Piedmont Office Realty Trust Inc (PDM) Q3 2024 Earnings Call Highlights: Record Leasing Volume ...

In This Article:

  • Total Leasing Executed: Over 461,000 square feet in Q3 2024, totaling approximately 2 million square feet year-to-date.

  • Lease Percentage: Increased to 88.8% for the in-service portfolio.

  • Rental Rate Growth: 12% increase on a cash basis and almost 20% on an accrual basis for new leases.

  • Core FFO per Diluted Share: 36 for Q3 2024, down from 43 in Q3 2023.

  • Existing Tenant Retention Rate: 80%, higher than the longstanding average of 65%.

  • Lease Expansions: Seven tenant expansions recorded, resulting in a net increase of 60,000 square feet.

  • Leasing Capital Spend: Approximately $5.5 per square foot per lease year.

  • Liquidity Position: Full capacity on $600 million line of credit and over $130 million in cash and cash equivalents.

  • Debt Maturities: No final debt maturities until 2027, with a $250 million term loan maturing in Q1 2025.

  • 2024 Annual Core FFO Guidance: Narrowed to 48 to 50 per share.

  • Same Store NOI Guidance: Remains between 2% to 3% for 2024.

Release Date: October 25, 2024

For the complete transcript of the earnings call, please refer to the full earnings call transcript.

Positive Points

  • Piedmont Office Realty Trust Inc (NYSE:PDM) achieved a record leasing volume of 2 million square feet year-to-date, the highest in over a decade.
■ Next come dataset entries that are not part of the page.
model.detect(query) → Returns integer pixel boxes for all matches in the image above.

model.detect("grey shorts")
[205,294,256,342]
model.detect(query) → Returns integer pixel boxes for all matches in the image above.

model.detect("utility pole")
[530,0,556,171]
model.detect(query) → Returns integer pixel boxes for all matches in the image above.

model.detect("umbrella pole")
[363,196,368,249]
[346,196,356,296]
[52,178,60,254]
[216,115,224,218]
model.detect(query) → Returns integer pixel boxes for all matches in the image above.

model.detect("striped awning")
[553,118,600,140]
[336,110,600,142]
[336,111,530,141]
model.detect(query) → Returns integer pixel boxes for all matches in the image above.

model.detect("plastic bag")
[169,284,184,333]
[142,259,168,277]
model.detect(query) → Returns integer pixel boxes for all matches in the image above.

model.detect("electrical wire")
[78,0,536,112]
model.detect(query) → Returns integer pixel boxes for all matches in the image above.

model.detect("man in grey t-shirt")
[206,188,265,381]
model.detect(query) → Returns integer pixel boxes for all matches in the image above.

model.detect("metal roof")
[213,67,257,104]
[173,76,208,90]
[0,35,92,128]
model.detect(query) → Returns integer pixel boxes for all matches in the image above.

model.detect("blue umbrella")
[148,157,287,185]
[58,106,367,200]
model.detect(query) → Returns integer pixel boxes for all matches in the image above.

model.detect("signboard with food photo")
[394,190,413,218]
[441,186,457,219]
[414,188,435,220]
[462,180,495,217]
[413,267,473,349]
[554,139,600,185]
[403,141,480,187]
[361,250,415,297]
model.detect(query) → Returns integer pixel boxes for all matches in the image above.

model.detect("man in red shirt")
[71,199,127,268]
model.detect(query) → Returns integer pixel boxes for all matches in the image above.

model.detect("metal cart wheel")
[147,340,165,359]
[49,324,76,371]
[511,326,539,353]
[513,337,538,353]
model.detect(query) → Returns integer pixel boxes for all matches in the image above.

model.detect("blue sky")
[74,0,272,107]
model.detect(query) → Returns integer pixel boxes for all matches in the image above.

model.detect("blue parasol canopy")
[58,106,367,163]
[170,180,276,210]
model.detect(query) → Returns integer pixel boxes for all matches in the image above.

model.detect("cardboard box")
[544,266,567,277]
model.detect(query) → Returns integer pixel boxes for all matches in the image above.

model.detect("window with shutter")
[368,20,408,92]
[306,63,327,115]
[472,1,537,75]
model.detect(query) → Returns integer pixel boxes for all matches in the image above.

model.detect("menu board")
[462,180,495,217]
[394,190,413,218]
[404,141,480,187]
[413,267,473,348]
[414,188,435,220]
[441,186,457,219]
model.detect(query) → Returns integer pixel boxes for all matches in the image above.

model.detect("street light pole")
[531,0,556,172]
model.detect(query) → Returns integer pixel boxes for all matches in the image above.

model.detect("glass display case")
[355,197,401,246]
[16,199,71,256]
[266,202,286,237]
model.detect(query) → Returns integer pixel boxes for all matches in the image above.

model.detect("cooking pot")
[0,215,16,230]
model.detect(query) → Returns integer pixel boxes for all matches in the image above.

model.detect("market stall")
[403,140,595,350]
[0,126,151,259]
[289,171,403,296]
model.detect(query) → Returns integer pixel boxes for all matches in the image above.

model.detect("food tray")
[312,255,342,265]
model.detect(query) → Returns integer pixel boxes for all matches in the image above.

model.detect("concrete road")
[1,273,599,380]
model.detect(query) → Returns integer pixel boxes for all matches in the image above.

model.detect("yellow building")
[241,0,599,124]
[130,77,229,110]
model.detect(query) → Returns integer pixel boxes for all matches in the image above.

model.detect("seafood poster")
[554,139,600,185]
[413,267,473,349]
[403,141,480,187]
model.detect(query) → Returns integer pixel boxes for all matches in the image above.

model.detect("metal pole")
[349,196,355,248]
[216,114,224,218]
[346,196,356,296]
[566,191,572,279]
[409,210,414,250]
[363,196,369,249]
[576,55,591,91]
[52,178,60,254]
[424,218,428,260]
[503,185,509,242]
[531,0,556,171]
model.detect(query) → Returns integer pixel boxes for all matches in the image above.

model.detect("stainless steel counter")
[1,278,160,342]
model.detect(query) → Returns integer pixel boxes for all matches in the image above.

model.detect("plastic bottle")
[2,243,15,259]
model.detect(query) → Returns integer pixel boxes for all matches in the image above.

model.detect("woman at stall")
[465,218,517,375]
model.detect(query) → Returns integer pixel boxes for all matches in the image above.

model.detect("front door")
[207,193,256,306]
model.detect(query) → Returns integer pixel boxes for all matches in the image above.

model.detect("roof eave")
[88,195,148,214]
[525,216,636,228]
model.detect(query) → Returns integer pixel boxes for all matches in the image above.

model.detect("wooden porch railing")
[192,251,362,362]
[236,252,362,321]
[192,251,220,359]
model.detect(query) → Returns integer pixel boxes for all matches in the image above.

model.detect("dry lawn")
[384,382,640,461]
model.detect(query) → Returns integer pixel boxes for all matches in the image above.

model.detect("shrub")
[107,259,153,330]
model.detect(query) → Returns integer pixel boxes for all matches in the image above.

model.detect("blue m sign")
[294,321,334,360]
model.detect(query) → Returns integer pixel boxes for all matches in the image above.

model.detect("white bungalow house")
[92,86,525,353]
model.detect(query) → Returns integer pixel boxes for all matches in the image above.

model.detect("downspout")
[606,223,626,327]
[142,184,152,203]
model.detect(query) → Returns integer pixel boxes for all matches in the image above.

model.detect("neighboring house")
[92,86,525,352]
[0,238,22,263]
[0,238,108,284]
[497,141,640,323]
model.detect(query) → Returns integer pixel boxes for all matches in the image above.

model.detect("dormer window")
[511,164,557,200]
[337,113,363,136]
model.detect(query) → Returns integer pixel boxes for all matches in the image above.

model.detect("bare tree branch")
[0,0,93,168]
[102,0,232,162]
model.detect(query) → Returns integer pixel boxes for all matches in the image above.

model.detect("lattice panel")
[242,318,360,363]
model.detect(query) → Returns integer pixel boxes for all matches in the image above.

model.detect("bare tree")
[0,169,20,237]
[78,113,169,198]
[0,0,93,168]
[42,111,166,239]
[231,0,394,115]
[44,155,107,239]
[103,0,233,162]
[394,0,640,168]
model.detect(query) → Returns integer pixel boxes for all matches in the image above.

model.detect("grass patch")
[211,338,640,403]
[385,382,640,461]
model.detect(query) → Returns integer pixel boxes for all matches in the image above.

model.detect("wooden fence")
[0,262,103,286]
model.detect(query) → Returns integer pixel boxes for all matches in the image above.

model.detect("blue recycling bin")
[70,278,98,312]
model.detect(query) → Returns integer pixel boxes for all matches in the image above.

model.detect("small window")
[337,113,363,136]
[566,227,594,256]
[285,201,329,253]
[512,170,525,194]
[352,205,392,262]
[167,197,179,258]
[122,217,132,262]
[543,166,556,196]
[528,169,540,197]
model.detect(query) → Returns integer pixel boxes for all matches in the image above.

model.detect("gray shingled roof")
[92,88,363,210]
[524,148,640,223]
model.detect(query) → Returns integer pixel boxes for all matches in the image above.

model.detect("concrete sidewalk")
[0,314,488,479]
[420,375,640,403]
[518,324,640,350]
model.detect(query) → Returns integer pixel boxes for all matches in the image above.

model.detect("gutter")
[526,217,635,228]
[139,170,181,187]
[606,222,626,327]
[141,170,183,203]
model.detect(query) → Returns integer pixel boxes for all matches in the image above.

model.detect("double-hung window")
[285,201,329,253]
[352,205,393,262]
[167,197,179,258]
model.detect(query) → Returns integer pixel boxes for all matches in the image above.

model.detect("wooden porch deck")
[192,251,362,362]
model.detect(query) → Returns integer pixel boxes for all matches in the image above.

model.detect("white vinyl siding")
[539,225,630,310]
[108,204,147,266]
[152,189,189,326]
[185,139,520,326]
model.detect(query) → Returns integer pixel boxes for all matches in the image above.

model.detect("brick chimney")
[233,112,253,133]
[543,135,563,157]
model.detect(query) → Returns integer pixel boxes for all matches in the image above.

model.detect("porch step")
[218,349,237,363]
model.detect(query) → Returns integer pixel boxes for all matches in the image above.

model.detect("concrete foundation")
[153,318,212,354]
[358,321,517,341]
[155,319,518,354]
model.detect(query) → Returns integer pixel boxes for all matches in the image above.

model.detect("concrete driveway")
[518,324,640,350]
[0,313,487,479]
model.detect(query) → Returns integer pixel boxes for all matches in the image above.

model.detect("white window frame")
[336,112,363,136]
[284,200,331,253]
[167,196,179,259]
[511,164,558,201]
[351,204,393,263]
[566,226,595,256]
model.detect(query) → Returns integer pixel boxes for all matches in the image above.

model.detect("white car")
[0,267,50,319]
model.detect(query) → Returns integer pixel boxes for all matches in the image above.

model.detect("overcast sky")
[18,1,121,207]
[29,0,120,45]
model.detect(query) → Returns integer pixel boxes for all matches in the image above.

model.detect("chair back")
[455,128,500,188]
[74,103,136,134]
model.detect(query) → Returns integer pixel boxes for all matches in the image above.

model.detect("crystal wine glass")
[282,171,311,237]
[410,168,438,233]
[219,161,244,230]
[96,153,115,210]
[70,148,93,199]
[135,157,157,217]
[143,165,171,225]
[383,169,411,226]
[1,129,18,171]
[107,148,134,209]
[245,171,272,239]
  • The company's in-service portfolio lease percentage increased to 88.8%, the highest since Q1 2020.

  • PDM experienced double-digit rental rate growth, with a 12% increase on a cash basis and nearly 20% on an accrual basis.
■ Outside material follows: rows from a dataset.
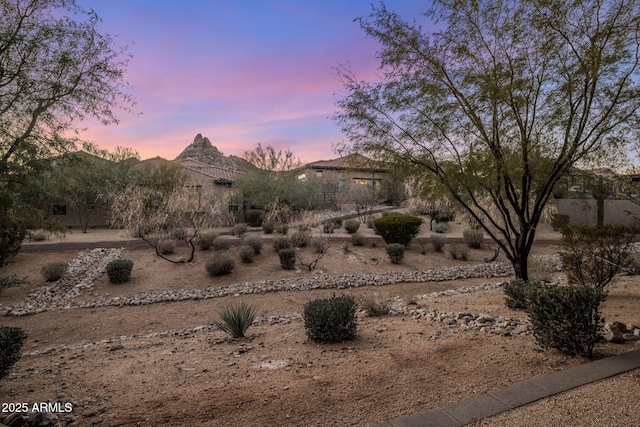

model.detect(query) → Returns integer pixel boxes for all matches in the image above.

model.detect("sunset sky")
[75,1,431,162]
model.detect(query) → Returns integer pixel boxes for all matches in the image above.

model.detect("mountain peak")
[175,134,241,171]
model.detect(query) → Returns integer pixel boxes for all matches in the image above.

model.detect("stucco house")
[296,153,405,208]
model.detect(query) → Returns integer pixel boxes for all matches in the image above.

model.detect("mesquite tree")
[110,181,234,263]
[334,0,640,280]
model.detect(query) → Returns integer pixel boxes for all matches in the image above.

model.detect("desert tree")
[43,143,139,233]
[0,0,132,262]
[110,177,234,263]
[236,143,318,210]
[334,0,640,280]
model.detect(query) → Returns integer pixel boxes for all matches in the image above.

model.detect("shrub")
[561,225,638,291]
[231,223,248,237]
[262,222,274,234]
[0,275,27,295]
[0,326,26,381]
[332,217,344,228]
[243,235,263,254]
[211,236,232,251]
[449,243,469,260]
[463,228,484,249]
[278,248,296,270]
[272,236,291,253]
[303,295,357,343]
[290,230,310,248]
[351,232,364,246]
[503,279,538,310]
[213,302,256,338]
[157,238,175,255]
[197,232,218,250]
[169,228,186,240]
[373,215,422,246]
[275,223,289,235]
[311,236,329,254]
[526,284,604,358]
[41,262,67,282]
[433,222,449,233]
[550,213,570,231]
[205,251,235,276]
[28,229,47,241]
[239,245,256,263]
[430,234,447,252]
[106,259,134,284]
[366,216,376,229]
[0,218,26,267]
[344,219,361,234]
[359,292,390,316]
[245,209,263,227]
[322,220,335,234]
[385,243,405,264]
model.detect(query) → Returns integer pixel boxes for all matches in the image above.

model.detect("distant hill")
[175,134,256,172]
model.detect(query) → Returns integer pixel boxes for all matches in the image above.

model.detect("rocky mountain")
[175,134,255,171]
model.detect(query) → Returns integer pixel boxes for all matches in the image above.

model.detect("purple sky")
[75,1,432,162]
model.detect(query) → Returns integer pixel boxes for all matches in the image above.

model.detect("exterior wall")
[46,205,110,229]
[304,168,393,208]
[554,199,640,226]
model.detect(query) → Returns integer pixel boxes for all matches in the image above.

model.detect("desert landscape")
[0,220,639,427]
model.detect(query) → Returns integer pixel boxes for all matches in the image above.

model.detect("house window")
[298,173,306,180]
[52,204,67,215]
[354,178,372,185]
[316,171,323,178]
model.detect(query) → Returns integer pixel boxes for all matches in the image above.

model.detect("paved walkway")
[375,349,640,426]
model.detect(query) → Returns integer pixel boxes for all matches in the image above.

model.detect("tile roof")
[176,158,245,183]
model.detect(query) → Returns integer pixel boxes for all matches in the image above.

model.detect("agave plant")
[213,302,257,338]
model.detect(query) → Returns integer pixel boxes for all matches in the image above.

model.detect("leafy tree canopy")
[334,0,640,280]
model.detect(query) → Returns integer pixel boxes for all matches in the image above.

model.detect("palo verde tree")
[0,0,132,262]
[334,0,640,280]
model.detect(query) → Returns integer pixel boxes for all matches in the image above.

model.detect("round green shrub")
[322,221,335,234]
[231,223,248,237]
[385,243,405,264]
[449,243,469,260]
[197,232,218,250]
[239,245,256,263]
[41,262,67,282]
[243,235,263,254]
[344,219,361,234]
[351,232,364,246]
[430,234,447,252]
[273,235,292,252]
[0,326,26,381]
[290,230,310,248]
[278,248,296,270]
[526,284,604,357]
[211,236,232,251]
[433,222,449,233]
[463,228,484,249]
[106,259,134,284]
[205,250,235,276]
[373,215,422,246]
[262,222,274,234]
[303,295,357,343]
[503,279,539,310]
  • The company has a robust leasing pipeline with approximately 3 million square feet of potential leases in the proposal stage.

  • PDM's proactive refinancing activity has addressed $1.4 billion of maturing debt, with no major debt maturities until 2027.

Negative Points

  • Core FFO per diluted share decreased to 36 from 43 in the same quarter last year, partly due to increased net interest expense.
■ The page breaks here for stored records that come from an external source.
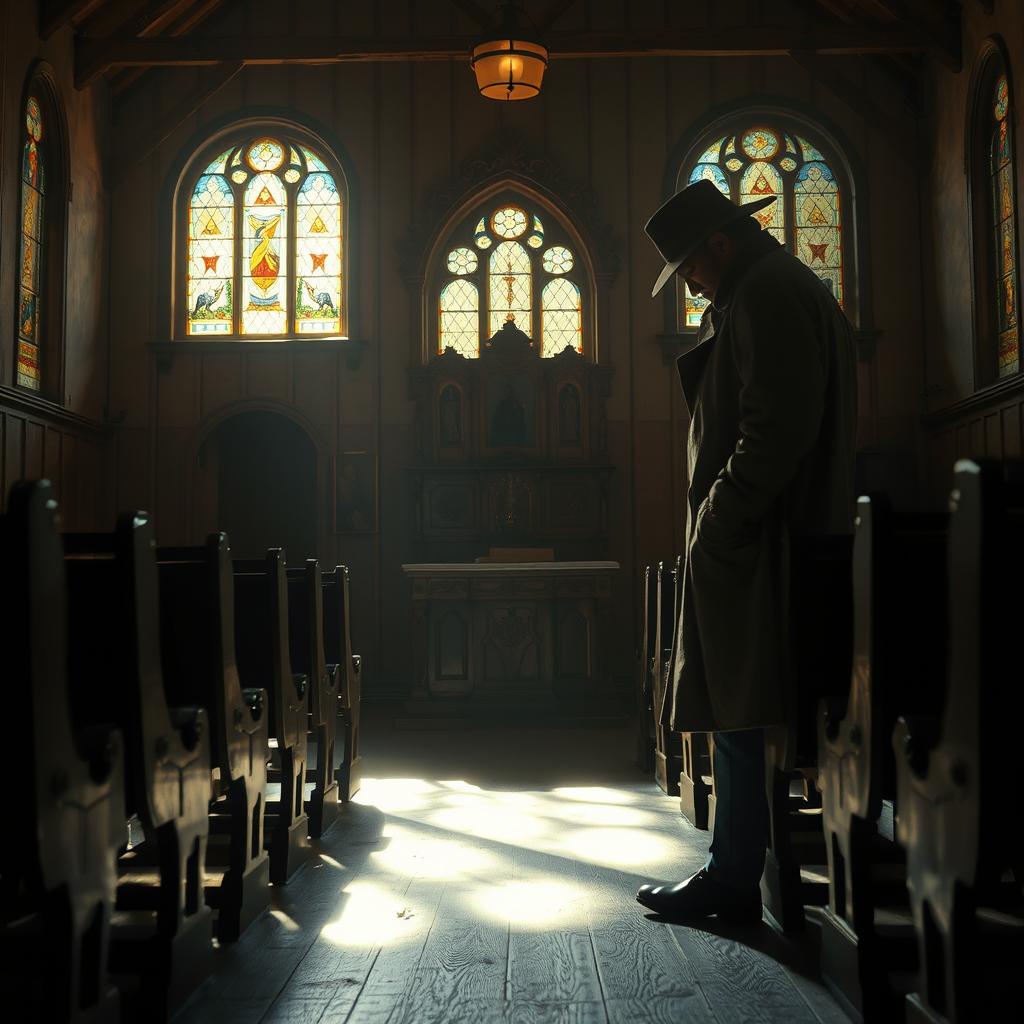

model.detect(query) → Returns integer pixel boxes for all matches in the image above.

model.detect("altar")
[403,560,620,722]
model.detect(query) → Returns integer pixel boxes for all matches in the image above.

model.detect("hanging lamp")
[470,1,548,101]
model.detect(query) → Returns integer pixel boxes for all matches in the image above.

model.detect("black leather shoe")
[636,868,762,924]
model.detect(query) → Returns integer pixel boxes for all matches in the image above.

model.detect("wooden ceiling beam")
[536,1,579,31]
[39,0,106,39]
[75,25,946,88]
[449,0,490,26]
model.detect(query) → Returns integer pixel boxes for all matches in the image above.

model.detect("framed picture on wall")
[333,451,378,534]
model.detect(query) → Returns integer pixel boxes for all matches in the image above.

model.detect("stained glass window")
[183,133,345,338]
[991,73,1019,377]
[489,241,532,337]
[542,279,582,355]
[434,198,589,358]
[17,96,45,389]
[680,121,848,330]
[439,280,479,358]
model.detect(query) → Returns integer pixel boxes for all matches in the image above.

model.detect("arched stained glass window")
[679,121,848,330]
[17,96,46,389]
[180,131,346,339]
[991,72,1019,376]
[432,197,588,358]
[542,279,582,354]
[439,280,479,358]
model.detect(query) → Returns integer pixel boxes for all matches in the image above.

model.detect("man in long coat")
[636,179,857,921]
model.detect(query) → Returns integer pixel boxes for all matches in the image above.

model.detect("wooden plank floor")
[173,709,850,1024]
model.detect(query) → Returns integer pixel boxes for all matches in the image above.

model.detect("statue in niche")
[439,384,462,447]
[559,383,582,445]
[491,382,527,447]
  • The Washington DC market continues to face unique challenges, impacting overall leasing activity.

  • The company is experiencing historically wide gaps between reported lease percentage and economically leased space, affecting cash flow.

  • Interest expenses have more than doubled over the last two years, impacting earnings.

  • The transaction market remains choppy and uncertain, affecting potential dispositions of non-core assets.

Q & A Highlights

Q: Can you provide more details on the 3 million square foot leasing pipeline, including where it might be concentrated and the nature of the tenants? A: George Wells, Chief Operating Officer, explained that the pipeline is concentrated in markets like Minneapolis, Dallas, Nova, Atlanta, and Boston, with 70% of the activity being new. The sectors involved include financial, construction, healthcare, associations, and insurance, but not technology. The increase is attributed to having large blocks of space available and a positive outlook for near-term prospects.